STAMP HONORS ‘WORLD’S BEST LETTER-WRITER’
Elder former president Bush celebrated with ‘Forever’ commemorative postage
STATION — Several hundred letters a month marking military retirements. Approximately 149,700 congratulatory letters to Eagle Scouts. Roughly 43,500 letters for births, weddings, birthdays and anniversaries.
Such was the volume of mail that left George H.W. Bush’s office in Houston in the years after his presidency ended in January 1993. And that didn’t include countless letters sent to family, friends and others he met.
The late president’s prolific correspondence lent special meaning to a ceremony Wednesday dedicating the newly issued George H.W. Bush commemorative “forever” postage stamp. Hundreds gathered for the event at the Annenberg Presidential Conference Center, watching as a giant replica of the stamp was unveiled in sweeping fashion on stage.
“He was indeed the world’s best letter-writer,” former Chief of Staff Jean Becker told a 600-seat auditorium filled with volunteers, staff and admirers of the 41st U.S. president.

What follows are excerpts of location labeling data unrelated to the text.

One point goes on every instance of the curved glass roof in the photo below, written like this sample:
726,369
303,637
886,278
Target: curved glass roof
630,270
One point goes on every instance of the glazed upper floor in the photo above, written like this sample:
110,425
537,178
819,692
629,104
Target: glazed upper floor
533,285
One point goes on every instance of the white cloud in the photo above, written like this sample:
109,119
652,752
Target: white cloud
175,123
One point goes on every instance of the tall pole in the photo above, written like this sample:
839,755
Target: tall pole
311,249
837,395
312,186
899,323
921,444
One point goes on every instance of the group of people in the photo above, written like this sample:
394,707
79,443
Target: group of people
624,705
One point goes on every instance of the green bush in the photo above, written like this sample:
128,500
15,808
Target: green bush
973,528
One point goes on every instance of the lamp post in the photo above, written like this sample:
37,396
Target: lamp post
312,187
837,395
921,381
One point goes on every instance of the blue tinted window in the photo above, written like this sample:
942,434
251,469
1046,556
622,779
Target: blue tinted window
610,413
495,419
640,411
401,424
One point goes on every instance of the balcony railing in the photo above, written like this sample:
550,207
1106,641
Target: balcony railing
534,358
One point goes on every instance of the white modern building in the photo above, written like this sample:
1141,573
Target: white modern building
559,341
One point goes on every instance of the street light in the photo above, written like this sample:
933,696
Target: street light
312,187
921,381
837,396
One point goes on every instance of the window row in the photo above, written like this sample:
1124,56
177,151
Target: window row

Bush, who died in November, seven months after his beloved wife, Barbara, chose the portrait on the stamp. It depicts him with a slight smile and bright eyes, based on a photograph taken
for Texas Monthly.
The photo was published in 1997 with a story about the dedication of his presidential library, where the attendees gathered Wednesday. Bush is buried behind the campus.

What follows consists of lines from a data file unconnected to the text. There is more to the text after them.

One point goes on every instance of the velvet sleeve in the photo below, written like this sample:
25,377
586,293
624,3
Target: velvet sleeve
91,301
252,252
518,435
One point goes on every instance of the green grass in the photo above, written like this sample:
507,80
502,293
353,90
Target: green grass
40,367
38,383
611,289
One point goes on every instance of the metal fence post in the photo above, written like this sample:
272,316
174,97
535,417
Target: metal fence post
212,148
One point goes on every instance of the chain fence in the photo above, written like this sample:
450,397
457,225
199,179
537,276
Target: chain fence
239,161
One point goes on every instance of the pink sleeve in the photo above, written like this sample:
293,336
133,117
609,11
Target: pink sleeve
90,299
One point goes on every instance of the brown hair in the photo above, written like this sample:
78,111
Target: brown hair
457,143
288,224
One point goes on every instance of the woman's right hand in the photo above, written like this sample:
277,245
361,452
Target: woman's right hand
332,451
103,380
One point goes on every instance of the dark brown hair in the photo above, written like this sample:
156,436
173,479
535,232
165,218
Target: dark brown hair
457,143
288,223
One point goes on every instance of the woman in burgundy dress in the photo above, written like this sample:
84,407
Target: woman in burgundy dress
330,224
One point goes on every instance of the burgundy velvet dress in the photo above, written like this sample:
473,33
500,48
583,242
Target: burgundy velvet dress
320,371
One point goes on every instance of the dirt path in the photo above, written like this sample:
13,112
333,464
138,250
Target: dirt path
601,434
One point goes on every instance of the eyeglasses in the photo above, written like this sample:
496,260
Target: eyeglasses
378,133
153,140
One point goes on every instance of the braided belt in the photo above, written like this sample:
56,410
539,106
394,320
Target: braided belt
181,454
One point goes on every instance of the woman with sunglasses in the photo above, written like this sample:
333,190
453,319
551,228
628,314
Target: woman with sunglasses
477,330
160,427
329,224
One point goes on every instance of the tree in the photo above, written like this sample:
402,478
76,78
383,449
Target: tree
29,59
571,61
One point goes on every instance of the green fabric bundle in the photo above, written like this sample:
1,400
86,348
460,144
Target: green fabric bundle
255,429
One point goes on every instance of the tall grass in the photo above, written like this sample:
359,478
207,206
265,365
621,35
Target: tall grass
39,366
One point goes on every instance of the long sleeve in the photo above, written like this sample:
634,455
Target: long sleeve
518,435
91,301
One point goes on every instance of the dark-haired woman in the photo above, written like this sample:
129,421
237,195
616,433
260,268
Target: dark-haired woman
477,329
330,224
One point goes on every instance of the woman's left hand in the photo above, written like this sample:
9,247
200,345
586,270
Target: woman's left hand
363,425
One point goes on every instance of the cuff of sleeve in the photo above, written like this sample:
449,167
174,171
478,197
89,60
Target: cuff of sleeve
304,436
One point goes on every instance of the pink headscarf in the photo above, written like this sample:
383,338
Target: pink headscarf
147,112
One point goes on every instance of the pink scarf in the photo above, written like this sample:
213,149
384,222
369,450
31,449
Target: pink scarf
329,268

The ceremony fell on what would have been his 95th birthday. The stamp was a “most awesome birthday present,” his grandson Pierce Bush said. (Bush’s grandchildren plan to skydive Saturday in honor of the late president’s birthday tradition.)
“In my calculation, there is perhaps no President George H.W. Bush without the United States Postal Service,” the younger Bush said, “and so this tribute today is especially fitting.”
Sometimes criticized for difficulty with public speaking, Bush never struggled to express himself through letters, the younger Bush recalled. He developed an early respect for the craft, censoring outgoing correspondence in the military.
Reading those letters helped Bush learn about life, love and heartbreak, Pierce Bush said. He carried those insights for a lifetime, sharing pieces of himself, too. Later, his own letters were published as a memoir.
Bush might have felt wary of the attention lavished on him Wednesday morning, said Warren Finch, director of the presidential library and museum.
But it was attention well deserved for a man with a profound dedication to public service and a penchant for sending mail, speakers said.
In the audience was Linda Casey Poepsel, Bush’s director of correspondence in Houston, who remembered how special her job had been. She learned about writing from Bush, she said, and finds her own writing now sounds like his.
“He just had a beautiful way of expressing himself,” she said — along with an immense vocabulary.
Office volunteers sorted through all sorts of requests. Among the volunteers was 78year-old Lorelei Sullivan, also attending the ceremony.
Sullivan bought several stamped envelopes, officially marked with black ink that displayed the city and date, making it an official collectors item.
At a post office in Houston’s Tanglewood neighborhood, near where the Bushes lived, Douglas Waiter bought a sheet of Bush stamps Wednesday. He had seen that morning that they were now for sale.
The postal service receives around 30,000 recommendations for stamps each year, which a committee whittles down to around 30.
Every deceased president has been featured on a stamp, a tradition that dates to 1847, said Robert Duncan, chairman of the board of governors for the U.S. Postal Service.
“And it appropriately continues here today with President George Herbert Walker Bush,” Duncan said.
Blue-bordered cards were sent all over America by the president, the postal service’s “best-ever customer,” said longtime aide Chase Untermeyer.
The notes, which often contained just two or three heartfelt, handwritten lines, brought smiles and gratitude, Untermeyer said. Quite a few in the crowd had one.
Untermeyer instructed the crowd to give the strategy a try.
“Oh,” he said, “and don’t forget to put this handsome stamp on the envelope.”